Three example Hydra configs are provided for ÍTM. They are included as reference only — data paths and checkpoint directories must be adjusted before use.

Config Model Setup
basic_decoupled_gcn.yaml Decoupled GCN Supervised training on ÍTM data alone
multilingual_decoupled_gcn.yaml Decoupled GCN Multilingual training with unified vocabulary; ÍTM added as a 7th language (icl) alongside datasets from 6 sign languages provided in matching pose format by the OpenHands authors (see the documentation)
multilingual_original_vocab_st_gcn.yaml ST-GCN Multilingual training with per-language vocabulary; ÍTM included alongside the same set of datasets

Experiment scripts (experiment_scripts/)

Matching Python training/testing scripts and SLURM shell scripts are provided for each setup. These are also examples only and require path and SLURM configuration adjustments.

Directory Purpose
basic_itm/ Supervised training and testing on ÍTM
multilingual/ Multilingual training with unified vocabulary
multilingual_original/ Multilingual training with per-language vocabulary
pretrain_dpc_itm/ Self-supervised DPC pretraining including ÍTM

Additional scripts (scripts/)

  • visualize_pose.py — visualizes pose estimates from pose .pkl files as overlay on an MP4 video

3. Multilingual inference (openhands/apis/inference.py)

The original InferenceModel compared predicted class indices directly against ground-truth labels from the test dataloader. This works for monolingual models, but fails silently for multilingual ones: ConcatDataset maps every gloss to a global index during training (built by sorting the full union of all datasets' glosses), while each sub-dataset's own id_to_gloss only covers its local vocabulary.
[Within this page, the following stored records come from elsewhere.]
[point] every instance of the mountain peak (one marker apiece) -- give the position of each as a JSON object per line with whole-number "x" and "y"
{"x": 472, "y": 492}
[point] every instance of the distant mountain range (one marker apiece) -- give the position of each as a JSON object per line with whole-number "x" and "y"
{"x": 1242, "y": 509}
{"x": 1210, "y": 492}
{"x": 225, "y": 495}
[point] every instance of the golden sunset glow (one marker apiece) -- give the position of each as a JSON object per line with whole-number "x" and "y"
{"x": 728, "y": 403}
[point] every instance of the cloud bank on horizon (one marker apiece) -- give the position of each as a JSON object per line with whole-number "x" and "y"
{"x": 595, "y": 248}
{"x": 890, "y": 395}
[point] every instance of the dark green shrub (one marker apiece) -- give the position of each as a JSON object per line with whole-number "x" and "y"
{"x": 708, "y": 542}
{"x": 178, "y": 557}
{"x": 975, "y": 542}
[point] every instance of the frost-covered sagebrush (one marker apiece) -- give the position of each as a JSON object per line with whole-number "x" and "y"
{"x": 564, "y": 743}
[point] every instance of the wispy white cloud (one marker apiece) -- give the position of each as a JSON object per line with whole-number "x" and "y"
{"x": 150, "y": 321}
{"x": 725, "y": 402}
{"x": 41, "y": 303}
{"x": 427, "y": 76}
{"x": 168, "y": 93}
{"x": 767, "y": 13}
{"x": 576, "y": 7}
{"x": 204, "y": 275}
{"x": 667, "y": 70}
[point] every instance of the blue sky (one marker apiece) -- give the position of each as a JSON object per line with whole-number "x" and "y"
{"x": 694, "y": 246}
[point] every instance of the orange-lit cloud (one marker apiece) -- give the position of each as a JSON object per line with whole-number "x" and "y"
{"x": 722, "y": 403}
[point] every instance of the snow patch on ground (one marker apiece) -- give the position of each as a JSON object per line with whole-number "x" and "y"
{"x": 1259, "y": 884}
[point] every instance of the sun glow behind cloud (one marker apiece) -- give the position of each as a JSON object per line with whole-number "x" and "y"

Without reconstruction of the global mapping at test time, every comparison produces a mismatch and accuracy is 0%.

The updated InferenceModel handles this automatically when the multilingual flag is set in the test pipeline config:

  • Global mapping reconstruction_build_global_mapping() replicates the exact logic of ConcatDataset.read_glosses(): it applies lang_code__gloss prefixing (or normalized_class_mappings normalization when unify_vocabulary: true) and sorts the union of all glosses alphabetically. This produces the same gloss→id mapping the model was trained against. The train pipeline config is used as the source so that the full training vocabulary is captured, not just the classes present in the test split.
  • Sub-dataset reconstruction — because ConcatDataset deletes self.datasets after __init__, the sub-datasets are re-instantiated from the config with only_metadata=True (skipping pose loading) and cached for the lifetime of the InferenceModel.
  • Ground-truth labelsConcatDataset.read_original_dataset() already writes global indices into each sample, so no remapping is needed for GT; only predicted indices are resolved via the global mapping.
  • Monolingual paths — all three evaluation methods (test_inference, compute_test_accuracy, compute_test_avg_class_accuracy) are unchanged in behaviour when multilingual is not set.

Required config change for multilingual testing

Add multilingual: true under the test dataset block in your config:

data:
    test_pipeline:
        dataset:
            _target_: openhands.datasets.isolated.ConcatDataset
            splits: "test"
            inference_mode: false
            multilingual: true        # <-- required for correct multilingual inference
            unify_vocabulary: true    # must match the value used during training
            datasets:
                ...

Without this flag, InferenceModel falls back to the original monolingual behaviour and multilingual evaluation will produce 0% accuracy.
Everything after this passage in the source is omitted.